Erika Andersen on Be Bad First, Part 1

In the book, Be Bad First: Get Good at Things Fast to Stay Ready for the Future, Erika Andersen shares her mindset and techniques for learning new things well and quickly.

These are some of my favorite concepts and takeaways from reading the book.

Chapter 1: The New Need to Learn – and Our Mixed Response

In this chapter, Erika Andersen discusses the rationale of why being bad first is so essential for today’s world. She offers the following observations and recommendations for us to think about:

The amount of knowledge acquired by humans has been growing exponentially. This explosion of knowledge, and the technological, scientific, and cultural advances that have resulted, have also dramatically changed how we learn and work.

The advance in knowledge acquisition also hastens the pace of change, both societal and personal. The rate of change means that our career progression is much different from our parent’s. Conversely, our children’s career progression will look very different from ours.

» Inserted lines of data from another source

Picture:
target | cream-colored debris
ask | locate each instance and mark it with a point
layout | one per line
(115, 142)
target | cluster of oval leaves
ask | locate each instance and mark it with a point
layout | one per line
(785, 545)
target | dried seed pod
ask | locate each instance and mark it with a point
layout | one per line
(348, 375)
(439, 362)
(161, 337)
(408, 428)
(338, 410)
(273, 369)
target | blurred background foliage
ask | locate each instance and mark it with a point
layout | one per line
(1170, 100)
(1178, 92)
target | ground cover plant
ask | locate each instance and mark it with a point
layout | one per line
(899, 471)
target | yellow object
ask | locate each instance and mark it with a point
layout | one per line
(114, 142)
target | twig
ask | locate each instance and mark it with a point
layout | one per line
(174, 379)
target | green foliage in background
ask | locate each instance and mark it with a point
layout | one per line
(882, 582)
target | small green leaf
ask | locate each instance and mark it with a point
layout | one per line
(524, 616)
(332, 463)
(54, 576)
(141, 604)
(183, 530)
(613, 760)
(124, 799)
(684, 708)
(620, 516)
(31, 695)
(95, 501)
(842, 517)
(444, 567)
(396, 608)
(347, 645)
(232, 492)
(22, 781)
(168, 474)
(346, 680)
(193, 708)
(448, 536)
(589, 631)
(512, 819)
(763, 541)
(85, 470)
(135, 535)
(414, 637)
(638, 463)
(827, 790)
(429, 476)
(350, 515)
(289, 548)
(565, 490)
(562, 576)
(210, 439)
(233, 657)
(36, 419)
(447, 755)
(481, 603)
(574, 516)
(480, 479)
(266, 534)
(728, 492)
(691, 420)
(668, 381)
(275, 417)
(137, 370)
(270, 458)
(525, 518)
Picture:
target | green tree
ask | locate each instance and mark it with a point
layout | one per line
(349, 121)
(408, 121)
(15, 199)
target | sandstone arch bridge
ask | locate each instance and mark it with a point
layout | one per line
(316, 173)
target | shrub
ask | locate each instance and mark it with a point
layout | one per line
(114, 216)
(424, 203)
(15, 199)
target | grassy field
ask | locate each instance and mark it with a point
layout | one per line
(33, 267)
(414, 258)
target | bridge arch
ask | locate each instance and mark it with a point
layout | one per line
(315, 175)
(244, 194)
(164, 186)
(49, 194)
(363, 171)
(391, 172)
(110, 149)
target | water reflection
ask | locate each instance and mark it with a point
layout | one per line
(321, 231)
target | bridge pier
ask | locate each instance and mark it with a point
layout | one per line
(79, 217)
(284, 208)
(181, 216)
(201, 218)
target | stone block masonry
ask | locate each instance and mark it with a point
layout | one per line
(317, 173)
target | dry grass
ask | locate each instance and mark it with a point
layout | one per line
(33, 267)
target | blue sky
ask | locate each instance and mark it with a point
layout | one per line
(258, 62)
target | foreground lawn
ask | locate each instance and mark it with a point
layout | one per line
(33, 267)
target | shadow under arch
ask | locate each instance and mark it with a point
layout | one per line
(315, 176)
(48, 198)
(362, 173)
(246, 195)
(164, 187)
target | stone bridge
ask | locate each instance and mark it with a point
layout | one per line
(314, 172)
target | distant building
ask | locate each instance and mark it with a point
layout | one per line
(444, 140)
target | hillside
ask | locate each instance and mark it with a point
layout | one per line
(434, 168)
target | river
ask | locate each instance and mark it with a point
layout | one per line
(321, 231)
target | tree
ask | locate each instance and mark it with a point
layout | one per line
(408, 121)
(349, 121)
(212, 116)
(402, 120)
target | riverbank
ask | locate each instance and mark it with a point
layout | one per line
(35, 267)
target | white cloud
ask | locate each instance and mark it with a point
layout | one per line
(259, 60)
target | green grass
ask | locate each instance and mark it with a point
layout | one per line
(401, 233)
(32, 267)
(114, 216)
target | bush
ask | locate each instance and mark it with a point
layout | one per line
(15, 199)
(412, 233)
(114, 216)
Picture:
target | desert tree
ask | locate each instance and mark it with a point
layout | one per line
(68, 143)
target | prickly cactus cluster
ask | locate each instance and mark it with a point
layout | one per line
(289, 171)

The same shift – from stability to fluidity – has happened on an organizational level. In the early 20th century, the business landscape was dominated by big companies we all assumed would last forever. Instead, many of those companies have been replaced by successful enterprises that have arisen from new technologies spawned by new knowledge.

“The ability to learn faster than your competitors may be the only sustainable competitive advantage,” said Arie de Geus.

The proliferation of knowledge and options over the past centuries and supported by the most potent knowledge distribution mechanism to date, the Internet, means:

            More Knowledge = More Communication = More Knowledge

Given all this, it seems clear that those who can acquire and apply new knowledge and skills quickly and continuously will likely succeed in today’s world. We face a reality where knowledge is increasing exponentially, where work is changing daily, and where advancements in every area of discipline nearly our ability to communicate. The natural conclusion is that the ability to learn well and quickly is the essential skill we can have.

While we may realize intellectually that being successful these days requires being open to continuous, disruptive learning, that does not mean we like this way of life. Change is hard for most people to deal with, and we naturally often resist learning new things. Moreover, we dislike the feeling of being a newbie over and over.

We don’t like being thrown into that “be bad first” position when we need to learn new things. As adults, we don’t want to do what feels like going backward, to being novices all over again. So a key question we need to ask ourselves is: How can we overcome our hesitation and our resistance to new learning to become those “masters of mastery” who will best succeed in the 21st century?

The good news is that we have all got something inside us that will help. We may hate to be bad at things – but we love getting at things.